Окажись на месте Александры Павловны за столом сам рогатый черт, в существование которого он никогда не верил, и тогда, наверное, Спиридон не изумился бы так, как изумился, услышав спокойные, полные достоинства слова председательницы. У него даже челюсть отвисла, и на какое-то время он потерял дар речи. Лишь спустя несколько минут спросил, запинаясь на каждом слове:
— П-почему н-не м-можете?..
— Не так уж беден наш колхоз, чтобы строить клуб на сомнительные средства. А способ приобретения ваших денег весьма сомнителен. Думаю, что молодежи, как и вашему сыну, стыдно будет в такой клуб ходить.
— Так ведь не украл же я!.. До последней копейки сам заработал! — загорячился Спиридон.
— Если бы украли, с вами и поступили бы как с вором, а деньги возвратили пострадавшим. Тут же пахнет рвачеством.
— Так если и взял с кого лишнее, то не с государства! — поспешно перебил председательницу Спиридон. — Я не государственные дома строил, а у частников у всяких нанимался, хоромы им возводил. А у которых деньги шальные, с тех не грех было и лишнее сорвать.
— Видите, — сухо сказала Александра Павловна, — вы даже сами понимаете, что эти деньги не очень честные, прямо сказать — грязные… В общем, на этом и закончим разговор. От дара вашего мы отказываемся.
Вышел Спиридон из конторы колхоза как оплеванный. Он даже не шел, а еле волочил ноги. Они стали у него словно ватные. В горле было сухо, внутри все жгло. Дотащившись до дома, он, не раздеваясь, не стащив даже сапог, лег на кровать, отвернулся к стене и лежал так до самого обеда. Жена и подходить к нему боялась, только издалека, исподтишка крестила его (не дай бог, увидит — скандал затеет).
В обед Спиридон поднялся, надел на себя старый, заношенный костюмишко и ушел, не сказавшись куда. Мать и Тихон решили: загуляет, явится, как бывало, вдребезги пьяный, начнет скандалить, а то и в драку полезет. Хотя Тихон и не боялся уже отца, знал, что сумеет с ним справиться, но все равно приятного было мало.
Вечером Спиридон вернулся, однако, совсем трезвый. В руке у него, нанизанные на тальниковый прутик, болтались десятка два чебаков: рыбачил, оказывается, на речке вместе с Евсеем. Заметив, как переглянулись мать с сыном, он сказал желчно:
— Что, не такого ждали? Стоило бы, черт вас дери, назло нахлестаться, бузу учинить. Но отвык от этой пакости! Да и горе, ежели рассудить, не велико. Не нужны вам деньги отцовские — не берите. Колхоз отказался — тоже леший с ним. Пусть лежат на книжке хоть до самого коммунизма.

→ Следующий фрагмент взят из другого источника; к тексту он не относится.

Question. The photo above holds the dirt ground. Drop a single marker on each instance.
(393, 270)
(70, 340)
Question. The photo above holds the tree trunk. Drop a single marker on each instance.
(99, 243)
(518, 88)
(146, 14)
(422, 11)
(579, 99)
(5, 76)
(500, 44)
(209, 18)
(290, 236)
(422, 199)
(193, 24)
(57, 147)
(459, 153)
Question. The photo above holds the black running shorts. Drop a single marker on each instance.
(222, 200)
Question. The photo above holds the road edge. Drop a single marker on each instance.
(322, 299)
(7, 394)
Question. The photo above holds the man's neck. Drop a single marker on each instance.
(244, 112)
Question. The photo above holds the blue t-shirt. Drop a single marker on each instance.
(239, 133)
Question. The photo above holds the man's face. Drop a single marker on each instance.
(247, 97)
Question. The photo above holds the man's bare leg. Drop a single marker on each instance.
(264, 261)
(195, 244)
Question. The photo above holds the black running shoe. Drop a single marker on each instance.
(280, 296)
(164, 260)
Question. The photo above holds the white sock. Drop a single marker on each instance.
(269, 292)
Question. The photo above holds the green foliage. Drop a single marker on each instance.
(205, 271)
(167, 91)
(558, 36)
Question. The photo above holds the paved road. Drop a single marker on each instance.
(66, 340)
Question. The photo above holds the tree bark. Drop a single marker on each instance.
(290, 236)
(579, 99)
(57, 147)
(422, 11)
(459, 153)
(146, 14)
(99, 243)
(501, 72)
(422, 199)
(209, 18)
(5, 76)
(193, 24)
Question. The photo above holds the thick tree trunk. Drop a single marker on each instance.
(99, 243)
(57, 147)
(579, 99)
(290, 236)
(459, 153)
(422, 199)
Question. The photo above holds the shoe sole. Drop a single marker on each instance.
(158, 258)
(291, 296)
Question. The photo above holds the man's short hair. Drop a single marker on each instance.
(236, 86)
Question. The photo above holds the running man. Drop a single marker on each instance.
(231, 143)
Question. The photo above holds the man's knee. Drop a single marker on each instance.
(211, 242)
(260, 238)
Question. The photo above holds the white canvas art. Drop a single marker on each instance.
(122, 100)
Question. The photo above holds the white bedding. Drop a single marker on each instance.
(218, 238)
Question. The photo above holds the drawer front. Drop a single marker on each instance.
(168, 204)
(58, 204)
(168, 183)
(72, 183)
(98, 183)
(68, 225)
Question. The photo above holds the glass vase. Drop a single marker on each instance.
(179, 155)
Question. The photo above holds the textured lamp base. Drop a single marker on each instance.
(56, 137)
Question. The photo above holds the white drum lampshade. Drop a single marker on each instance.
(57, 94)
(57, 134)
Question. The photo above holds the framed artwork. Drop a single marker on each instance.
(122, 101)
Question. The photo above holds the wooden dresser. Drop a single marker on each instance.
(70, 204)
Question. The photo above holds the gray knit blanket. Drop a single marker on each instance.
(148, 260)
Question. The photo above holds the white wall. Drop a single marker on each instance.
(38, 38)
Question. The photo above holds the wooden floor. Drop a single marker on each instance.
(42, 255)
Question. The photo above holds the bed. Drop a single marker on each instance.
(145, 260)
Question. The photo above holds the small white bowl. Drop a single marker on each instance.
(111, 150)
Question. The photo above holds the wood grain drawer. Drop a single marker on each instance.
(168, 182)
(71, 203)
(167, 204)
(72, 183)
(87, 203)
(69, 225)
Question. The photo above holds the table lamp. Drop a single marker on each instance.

— Да уж чего им лежать-то попусту-то. Помаленечку можно держать — довольнешенькая тем, что муж не «нагрузился», не буянит, а говорит разумно, предложила компромисс мать.
— Э-э, нет уж, по мелочам таскать — дудки! Пусть сынок, коли он такой самостоятельный да спесивый, нас, стариков, кормит. Ты больная, а я буду теперь отдыхать, рыбалкой вот, как Есейка баловаться.
— Отдыхай, отдыхай, господь с тобой! Лишь бы не пил, — поспешно согласилась мать.
Спиридон криво усмехнулся.
— Ты мне о выпивке этой шибко-то не напоминай. Начнешь толмачить сегодня, да завтра, да послезавтра — наперекор пойду да и напьюсь. Характер мой тебе известный. Тут никакой господь не остановит.
— Избави бог, избави! — испуганно пролепетала мать, отступая от мужа подальше, словно он уже вытаскивал из кармана злодейку с наклейкой.
С женой Спиридон жил после этого вполне сносно. Она никогда больше не напоминала ему о выпивке, а он не пил, целые дни, как он говорил, «рыбалил» на речке, на озерах. Иногда копался и на огороде, помогал жене делать грядки, высаживать и выхаживать разную петрушку.
Держись Спиридон так же миролюбиво с сыном — можно бы жить, посвистывая беззаботной птахой. Но Спиридона, видимо, томило безделье. Да и не мог он забыть того, что сын, хотя и на его же науку ссылался, показал ему пример бескорыстия, преподал крепкий житейский урок.
Стоило только отцу сойтись с сыном во время завтрака, обеда или ужина за одним столом (иначе они почти и не встречались), как Спиридон немедля подпускал шпильку.
— Сознательный-то гражданин, оказывается, сознательностью своей форсит только перед родителями. А в поле балалайничает.